In Hemeroteca, Opinión, Publicaciones by María Elena Meneses


¿Abandonará Google el mercado de internautas más grande del mundo? Los gigantes habrán de pensarlo dos veces. Los pormenores del diferendo en el que el buscador acusa al gobierno de Beijing de censura y éste al buscador de no respetar al Estado chino y sus leyes (previa aceptación de Google cuando entró al país en 2006) ha sido objeto de una importante publicidad en la prensa occidental.
¿Qué hizo cambiar a Google su docilidad ante el gobierno chino, si antes habría aceptado autocensurarse? Los directivos señalan que los constantes bloqueos a la disidencia se volvieron intolerables.
Contra lo que pudiera pensarse, el dilema del control de Internet no es exclusivo de regímenes autoritarios, sino que se extiende a naciones democráticas, sobre las cuales Estados Unidos desea imponer su dominio a través del poder blando de empresas tecnológicas como Google, el motor que tiene más del 80 % por ciento del mercado de búsquedas en países occidentales y que en China apenas consigue el 36% frente al poderoso Baidu que de ser dejado sin competencia, se haría del mercado de internautas más vibrante del mundo, tal como lo ha definido el inventor de Google, Sergey Brin.
El dilema de la neutralidad de la red que significa que el flujo de contenido es libre, así como el consumo (yo veo lo que deseo) contra quienes consideran que toda libertad conlleva controles para asuntos como la seguridad nacional, está lejos de ser un debate en el que se articulen consensos democráticos. Lo que observamos es el choque entre dos formas de ver el mundo.
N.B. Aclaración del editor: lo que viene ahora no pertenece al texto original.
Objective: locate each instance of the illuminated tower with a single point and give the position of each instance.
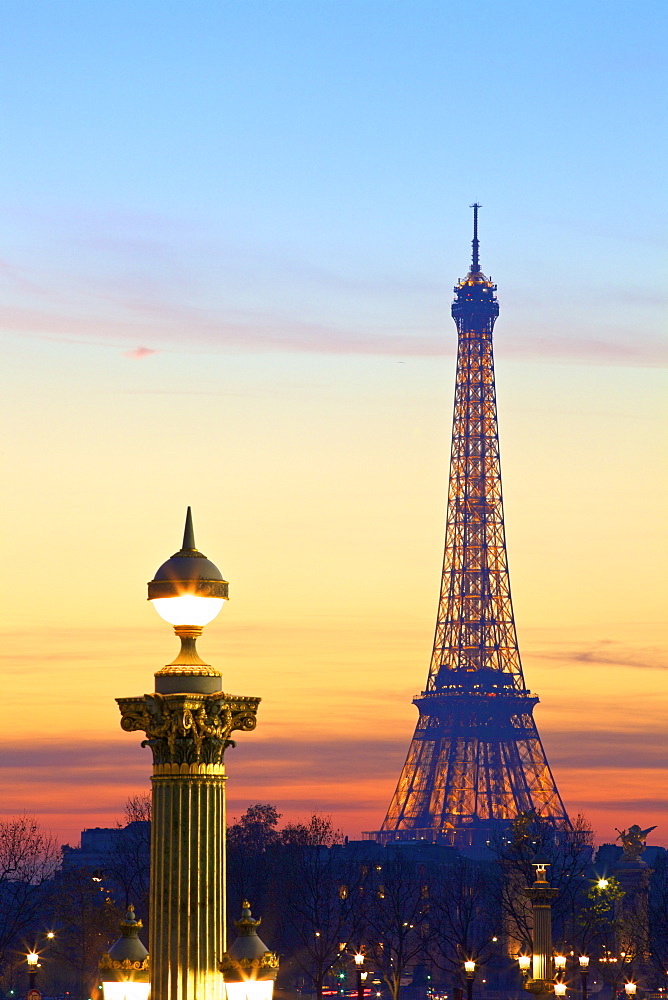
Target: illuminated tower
(476, 760)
El ideal del ciberespacio como una esfera pública ciudadana y global se aleja cada vez más, dando paso a una ciberguerra que tiene en la información su objeto de la discordia y en la que los Estados, no sólo el chino, tienen la legitimidad para imponer sus propias reglas a Internet y su cultura libertaria que defienden a ultranza empresas como Google. El problema para la empresa de búsquedas como de muchas otras como la red social Facebook, es que además de defender la neutralidad de la red son grandes negocios, lo que hace dudar a más de uno sobre si se trata sólo de defensores de la libertad.
En esta guerra por el control del ciberespacio, los ciudadanos internautas que tienen en la red una esfera de libertad y la ejercen sin cortapisas, desde un disidente hasta un estudiante que tiene en sus manos un número incuantificable de información y saberes, están ausentes de un debate urgente sobre la eventual gobernanza multilateral de Internet, objetivo de la Cumbre Mundial de la Sociedad de la Información de 2005 que ha quedado en el olvido.
En la evolución de Internet, la cual está lejos de ser sólo un un sueño libertario hemos visto cómo las empresas y los Estados desean controlar ya sean negocios o contenidos.
Los casos más sonados en el mundo occidental de control de contenidos tienen que ver con la piratería sobre la que se negocia desde 2006 en absoluto hermetismo, un acuerdo multilateral para que los proveedores de Internet vigilen los contenidos de sus abonados. De las consecuencias de esta vigilancia poco se ha debatido entre otras cosas, porque los internautas han estado al margen de las discusiones.
México junto con otra treintena de naciones busca la firma del ACTA
que seguiría los pasos de leyes ya aprobadas en naciones como Francia y España. En Estados Unidos organizaciones que pugnan por la plena libertad en Internet han enviado cartas de protesta por la secrecía de las rondas de negociación (la última de ellas en Guadalajara) al presidente Barack Obama quien ha respondido que se trata de un asunto de seguridad nacional.
Nadie en su sano juicio se opone a que se permitan vulnerar los derechos de los niños en aras de la libertad, tampoco los de las voces disidentes, pero por otro lado tampoco es aceptable que para proteger esta vulnerabilidad se infiltren contenidos que circulan en la red cuando son política o culturalmente incómodos. Los programas que bloquean contenidos pueden usarse para proteger derechos como también para vulnerarlos.
Los ciudadanos internautas están siendo marginados de estas discusiones sobre el futuro de Internet. Entre esta comunidad glocal ( global y local) la postura dominante es la neutralidad del ciberespacio, aunque con ciertos matices, desde los fundamentalistas hasta quienes estarían de acuerdo en imponer criterios bajo consenso, siempre y cuando se garantice el respeto a los derechos de privacidad y libre expresión.
Sin embargo, para los Estados y las empresas el dilema es quién controla a Internet. Hay como podemos ver una diferencia sustancial.